Effects of acid, malic acid, acetic acid, EDTA, EGTA and CDTA on cadmium and lead uptake by Indian mustard,
It is found that the combination of soil acidification and chelation can significantly improve the absorption efficiency of lead. Vassil et al [38] reported that lead and EDTA are the same.
The content of aboveground parts of Indian mustard is as high as 55 mmol/ kg (dry weight), which is 75 times of the lead concentration in the culture medium. On behalf of India
The direct determination of mustard stem extract showed that most of the lead in the stem was transported in the form of EDTA. Due to the presence of chelating agent
Generally, the price is expensive. Blaylock et al. [35] pointed out that chelating agents (EDTA and acetic acid) will increase the remediation cost per ton of lead-contaminated soil.
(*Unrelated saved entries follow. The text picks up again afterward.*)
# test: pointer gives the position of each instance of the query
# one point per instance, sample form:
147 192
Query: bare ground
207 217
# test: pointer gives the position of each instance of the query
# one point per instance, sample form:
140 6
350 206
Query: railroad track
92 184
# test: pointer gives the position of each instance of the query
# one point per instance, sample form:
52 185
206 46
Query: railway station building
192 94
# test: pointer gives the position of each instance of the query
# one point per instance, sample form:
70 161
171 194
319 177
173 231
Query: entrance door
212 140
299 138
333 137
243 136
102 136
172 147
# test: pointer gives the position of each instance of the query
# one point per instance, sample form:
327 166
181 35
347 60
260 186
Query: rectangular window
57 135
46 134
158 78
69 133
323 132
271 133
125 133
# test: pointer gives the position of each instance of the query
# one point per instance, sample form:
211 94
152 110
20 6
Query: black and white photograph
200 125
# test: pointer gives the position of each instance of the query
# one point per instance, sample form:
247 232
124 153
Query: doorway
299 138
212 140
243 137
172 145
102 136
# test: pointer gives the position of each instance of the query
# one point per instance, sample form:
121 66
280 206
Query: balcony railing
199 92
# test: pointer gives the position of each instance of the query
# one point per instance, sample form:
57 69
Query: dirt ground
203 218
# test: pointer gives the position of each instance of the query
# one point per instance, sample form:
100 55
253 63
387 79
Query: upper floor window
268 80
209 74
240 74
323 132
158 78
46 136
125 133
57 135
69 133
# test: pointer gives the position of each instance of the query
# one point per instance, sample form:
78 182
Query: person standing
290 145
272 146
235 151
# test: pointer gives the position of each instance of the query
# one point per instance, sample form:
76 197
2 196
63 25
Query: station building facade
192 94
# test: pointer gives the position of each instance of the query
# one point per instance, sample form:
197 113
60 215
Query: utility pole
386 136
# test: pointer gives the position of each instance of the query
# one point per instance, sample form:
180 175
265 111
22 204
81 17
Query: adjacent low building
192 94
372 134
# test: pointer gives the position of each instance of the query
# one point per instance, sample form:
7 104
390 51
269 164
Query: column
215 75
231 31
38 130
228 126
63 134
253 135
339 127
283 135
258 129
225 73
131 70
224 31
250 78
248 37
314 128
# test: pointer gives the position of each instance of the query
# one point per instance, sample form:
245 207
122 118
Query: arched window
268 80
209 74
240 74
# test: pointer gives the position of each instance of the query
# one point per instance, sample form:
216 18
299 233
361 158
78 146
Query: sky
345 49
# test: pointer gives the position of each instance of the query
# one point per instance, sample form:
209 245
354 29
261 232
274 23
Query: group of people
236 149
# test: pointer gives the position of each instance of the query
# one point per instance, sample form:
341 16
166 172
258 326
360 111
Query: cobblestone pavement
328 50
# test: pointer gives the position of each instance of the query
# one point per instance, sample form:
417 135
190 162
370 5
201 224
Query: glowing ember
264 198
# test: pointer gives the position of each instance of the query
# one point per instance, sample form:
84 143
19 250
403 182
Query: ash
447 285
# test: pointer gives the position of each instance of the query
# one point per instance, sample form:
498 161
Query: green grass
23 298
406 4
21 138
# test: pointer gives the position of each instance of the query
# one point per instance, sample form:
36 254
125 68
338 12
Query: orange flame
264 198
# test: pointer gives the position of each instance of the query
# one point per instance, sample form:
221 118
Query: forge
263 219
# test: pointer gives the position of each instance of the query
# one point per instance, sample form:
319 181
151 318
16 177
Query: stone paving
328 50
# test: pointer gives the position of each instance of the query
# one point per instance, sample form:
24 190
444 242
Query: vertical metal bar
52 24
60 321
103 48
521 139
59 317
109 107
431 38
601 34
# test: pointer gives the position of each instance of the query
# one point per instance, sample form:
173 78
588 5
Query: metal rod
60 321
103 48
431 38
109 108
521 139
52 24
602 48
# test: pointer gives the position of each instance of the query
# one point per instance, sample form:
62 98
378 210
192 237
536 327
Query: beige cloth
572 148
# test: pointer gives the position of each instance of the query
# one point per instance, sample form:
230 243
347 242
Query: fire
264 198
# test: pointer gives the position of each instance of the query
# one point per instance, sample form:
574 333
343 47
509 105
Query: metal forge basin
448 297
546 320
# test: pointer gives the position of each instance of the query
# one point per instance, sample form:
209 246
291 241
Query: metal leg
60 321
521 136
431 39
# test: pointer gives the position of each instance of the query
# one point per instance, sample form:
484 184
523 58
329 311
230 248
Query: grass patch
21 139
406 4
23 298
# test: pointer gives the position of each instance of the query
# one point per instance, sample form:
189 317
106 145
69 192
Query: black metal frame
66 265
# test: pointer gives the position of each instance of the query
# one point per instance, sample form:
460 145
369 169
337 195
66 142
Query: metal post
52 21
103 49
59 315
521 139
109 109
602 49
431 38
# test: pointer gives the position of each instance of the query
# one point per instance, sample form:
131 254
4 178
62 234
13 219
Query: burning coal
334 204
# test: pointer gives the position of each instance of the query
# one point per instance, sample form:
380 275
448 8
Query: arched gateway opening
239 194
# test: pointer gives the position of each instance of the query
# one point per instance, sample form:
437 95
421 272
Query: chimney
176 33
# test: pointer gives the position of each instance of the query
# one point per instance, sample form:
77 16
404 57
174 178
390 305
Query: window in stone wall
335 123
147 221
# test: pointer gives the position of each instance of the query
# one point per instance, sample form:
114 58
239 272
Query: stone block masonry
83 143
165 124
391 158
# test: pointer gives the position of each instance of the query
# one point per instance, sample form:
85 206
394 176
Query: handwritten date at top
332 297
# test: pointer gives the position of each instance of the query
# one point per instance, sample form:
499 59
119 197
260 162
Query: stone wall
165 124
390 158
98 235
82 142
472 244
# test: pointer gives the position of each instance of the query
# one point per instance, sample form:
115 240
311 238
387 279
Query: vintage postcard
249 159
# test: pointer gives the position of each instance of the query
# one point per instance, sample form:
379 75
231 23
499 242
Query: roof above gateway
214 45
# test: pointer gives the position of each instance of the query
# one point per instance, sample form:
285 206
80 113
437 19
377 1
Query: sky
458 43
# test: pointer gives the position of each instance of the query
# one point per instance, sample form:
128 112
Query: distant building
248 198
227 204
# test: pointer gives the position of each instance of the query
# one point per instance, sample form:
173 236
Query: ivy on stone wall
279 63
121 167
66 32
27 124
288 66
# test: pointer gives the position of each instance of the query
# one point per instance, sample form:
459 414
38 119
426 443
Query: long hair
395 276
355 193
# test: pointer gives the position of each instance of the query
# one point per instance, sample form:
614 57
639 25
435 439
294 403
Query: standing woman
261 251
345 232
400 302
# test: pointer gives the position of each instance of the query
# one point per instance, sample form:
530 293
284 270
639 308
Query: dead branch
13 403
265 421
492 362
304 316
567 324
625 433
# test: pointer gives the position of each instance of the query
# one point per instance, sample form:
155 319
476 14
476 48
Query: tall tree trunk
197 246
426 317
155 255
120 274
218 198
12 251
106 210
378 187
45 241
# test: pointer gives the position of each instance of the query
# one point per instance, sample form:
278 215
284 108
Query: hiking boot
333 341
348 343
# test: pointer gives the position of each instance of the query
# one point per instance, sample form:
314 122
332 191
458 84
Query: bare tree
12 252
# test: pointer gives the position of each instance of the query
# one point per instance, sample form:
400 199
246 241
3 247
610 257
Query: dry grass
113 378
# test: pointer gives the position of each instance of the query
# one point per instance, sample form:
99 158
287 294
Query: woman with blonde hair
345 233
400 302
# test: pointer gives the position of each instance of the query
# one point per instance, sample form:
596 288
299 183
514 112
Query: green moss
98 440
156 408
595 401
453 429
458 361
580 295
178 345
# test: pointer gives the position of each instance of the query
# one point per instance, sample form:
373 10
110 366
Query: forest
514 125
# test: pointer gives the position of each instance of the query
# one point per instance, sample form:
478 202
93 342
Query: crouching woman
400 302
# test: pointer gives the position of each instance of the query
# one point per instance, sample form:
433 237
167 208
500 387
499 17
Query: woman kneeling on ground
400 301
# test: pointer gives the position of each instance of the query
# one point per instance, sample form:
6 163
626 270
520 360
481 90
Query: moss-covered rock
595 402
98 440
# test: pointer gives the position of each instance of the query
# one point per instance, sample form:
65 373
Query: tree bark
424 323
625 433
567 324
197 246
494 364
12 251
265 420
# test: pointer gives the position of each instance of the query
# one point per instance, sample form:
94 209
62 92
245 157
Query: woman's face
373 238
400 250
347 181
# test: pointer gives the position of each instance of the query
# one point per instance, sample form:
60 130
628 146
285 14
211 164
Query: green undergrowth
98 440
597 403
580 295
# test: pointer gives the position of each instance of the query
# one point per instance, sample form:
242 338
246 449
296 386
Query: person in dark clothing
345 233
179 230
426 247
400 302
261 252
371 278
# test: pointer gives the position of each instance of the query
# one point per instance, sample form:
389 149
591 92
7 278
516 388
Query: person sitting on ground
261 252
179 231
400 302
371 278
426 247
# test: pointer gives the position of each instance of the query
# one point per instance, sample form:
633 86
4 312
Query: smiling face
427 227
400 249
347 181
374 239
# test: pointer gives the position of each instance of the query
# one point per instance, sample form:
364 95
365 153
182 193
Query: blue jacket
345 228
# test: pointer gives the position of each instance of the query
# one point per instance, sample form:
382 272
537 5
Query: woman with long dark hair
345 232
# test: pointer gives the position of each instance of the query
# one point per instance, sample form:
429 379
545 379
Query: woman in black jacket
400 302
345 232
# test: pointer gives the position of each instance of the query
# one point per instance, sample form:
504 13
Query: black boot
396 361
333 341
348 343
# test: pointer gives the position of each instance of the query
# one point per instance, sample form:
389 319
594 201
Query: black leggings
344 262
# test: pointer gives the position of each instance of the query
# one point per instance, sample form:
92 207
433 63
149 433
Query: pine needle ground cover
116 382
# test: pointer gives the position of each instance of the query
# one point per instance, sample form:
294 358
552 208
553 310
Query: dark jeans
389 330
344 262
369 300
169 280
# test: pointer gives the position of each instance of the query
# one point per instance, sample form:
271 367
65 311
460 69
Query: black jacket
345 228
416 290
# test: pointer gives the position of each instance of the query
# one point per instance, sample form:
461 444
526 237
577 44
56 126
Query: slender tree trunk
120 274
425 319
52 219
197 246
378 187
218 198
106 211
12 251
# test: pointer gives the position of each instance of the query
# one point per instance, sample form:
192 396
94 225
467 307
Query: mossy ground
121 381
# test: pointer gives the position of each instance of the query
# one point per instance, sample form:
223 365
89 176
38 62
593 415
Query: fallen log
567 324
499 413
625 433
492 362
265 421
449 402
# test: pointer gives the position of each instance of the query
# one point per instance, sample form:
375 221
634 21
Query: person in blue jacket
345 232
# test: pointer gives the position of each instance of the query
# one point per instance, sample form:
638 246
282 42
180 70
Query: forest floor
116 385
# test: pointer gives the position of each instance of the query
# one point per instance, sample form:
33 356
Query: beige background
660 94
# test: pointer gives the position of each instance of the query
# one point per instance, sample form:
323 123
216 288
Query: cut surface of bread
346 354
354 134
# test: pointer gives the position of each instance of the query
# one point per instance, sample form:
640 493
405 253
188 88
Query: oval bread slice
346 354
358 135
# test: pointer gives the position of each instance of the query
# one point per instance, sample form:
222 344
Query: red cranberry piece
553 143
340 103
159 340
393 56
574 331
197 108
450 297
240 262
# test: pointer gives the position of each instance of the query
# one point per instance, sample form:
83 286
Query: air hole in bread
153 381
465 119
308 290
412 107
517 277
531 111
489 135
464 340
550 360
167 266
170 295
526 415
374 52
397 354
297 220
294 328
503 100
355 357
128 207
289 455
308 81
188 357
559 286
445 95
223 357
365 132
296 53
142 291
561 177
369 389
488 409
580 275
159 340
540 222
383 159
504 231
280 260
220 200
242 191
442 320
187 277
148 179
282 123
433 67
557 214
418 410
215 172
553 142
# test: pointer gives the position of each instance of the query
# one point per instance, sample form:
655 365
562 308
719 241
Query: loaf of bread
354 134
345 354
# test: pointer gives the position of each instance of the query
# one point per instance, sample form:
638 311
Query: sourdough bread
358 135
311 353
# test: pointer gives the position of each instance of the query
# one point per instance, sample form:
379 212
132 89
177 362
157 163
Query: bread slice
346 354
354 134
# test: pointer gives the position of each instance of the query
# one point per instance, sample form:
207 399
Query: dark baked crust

7 15 USD. In addition, chelating agents not only increase the bioavailability of heavy metals in soil, but also increase the mobility of heavy metal ions.
Therefore, it is necessary to systematically evaluate the environmental risk of chelate-induced remediation technology.
Because there are few species of lead super-accumulated plants found, and the plants grow slowly and have small biomass, chelation-induced remediation technology is adopted.
It is more noticeable than continuous extraction technology. But no matter which phytoremediation technology has advantages that other physical and chemical methods do not have:
(1) Low cost. It is estimated that if the lead accumulation in the stem of a plant reaches 1% and the annual output is 40 t/ hm2, then it will pass.
The planting cost of reducing the lead content in soil from 1 14% to 0 14% in 10 years is 245,000 dollars, and the physical and chemical remediation technology is as follows
Need1600,000 USD. (2) Plants use solar energy, which does not destroy the ecological balance, but also beautifies the environment and is easily accepted by the public.
Accept. (3) Utilization of lead-rich plant residues in plant smelting can generate economic benefits. On the contrary, although phytoremediation technology takes time
After a long time, the growth of plants is affected by the environment, but these shortcomings are not important problems. Predictably, phytoremediation
Remediation will be a widely used, environmentally friendly and economical method to remediate lead-contaminated soil.